Akhirnya mereka berdua mengikuti misa dengan tenang. Saat misa berlangsung ada pengumuman dari panti umat ‘’diberitahukan kepada semua umat diharapkan menjaga jarak dan taat peraturan kesehatan serta mengunakan masker dengan baik’’. Mendengar hal ini Adi sadar bahwa dirinya tidak membawa masker dan tidak mengunakan sepatu. Saat misa berlangsung Adi dihantui oleh rasa malu, bahkan saat menerima komuni Adi hanya melihat ke bawah dan bersikap bodoh amat dengan umat sekitarnya. Ujarnya kepada Bali ’’ Li.. ayo kita pulang setelah selesai penerimaan komuni’’ Bali pun menyetujuinya ‘’ Lets go...’’
Sesampai di asrama, Adi dan Bali membuat refleksi harian, mereka berdua menulis masing-masing cerita pengalaman malam Paskah. Tulisan ini awalnya disimpan di laci meja belajarnya. Entah kenapa Romo pembina mengetahui semua tingkah laku Adi dan Bali. Lalu Adi dan Bali dipanggil ke ruangan Romo pembina, ujar Romo pembina ‘’ coba Adi ceritakan kronologis misa malam Paskah, apakah Adi dan Bali mengikuti misa sampai selesai’’ jawab Adi sambil gemetar ‘’ti...tida....k’’ lalu romo pembina mara kepada Adi dan Bali, sehingga ia memberikan sangksi kepada Adi dan Bali. ‘’Adi, Bali kalian berdua besok berdoa di depan tabernakel mulai dari pagi hari sampai malam hari (06:00-19:00). Awalnya Adi mau menjawab, tetapi Romo pembina langsung membentak ‘’d..i..a..m..’’. Suasana hati Adi dan Bali semakin kacau, mau tak mau Adi dan Bali harus menjalankan sangksi yang diberikan kapadanya.

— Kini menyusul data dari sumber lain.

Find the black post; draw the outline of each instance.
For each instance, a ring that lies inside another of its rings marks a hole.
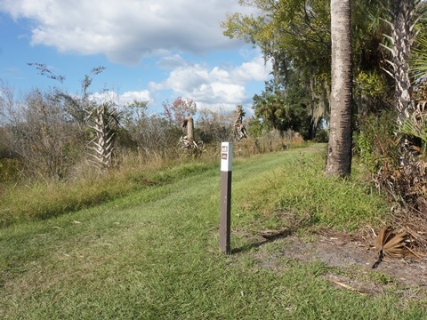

Hukuman ini mereka berdua jalankan seperti yang diperintahkan oleh Romo pembina. Sekitar jam tiga sore, ada suatu mujizat terjadi pada Adi dan Bali. Tabernakel yang mereka berdua sembah mengeluarkan darah. Darah yang dikeluarkan seperti cairan anggur dan baunya sangat amis. Peristiwa ini membuat Adi dan Bali sangat menyesal. Terutama penyesalannya terhadap peristiwa misa malam Paskah yang mereka jalankan dengan tidak serius, Adi menagis sedangkan Bali merasa ketakutan. Adi dan Bali berjanji di hadapan tabernakel untuk tidak mengulangi hal yang sama. Adi dan Bali masing-masing berdoa doa Bapa Kami dan Salam Maria berulang-ulang sampai selesai hukumannya. Semua peristiwa yang terjadi pada mereka tidak disceritakan kepada siapa-siapa.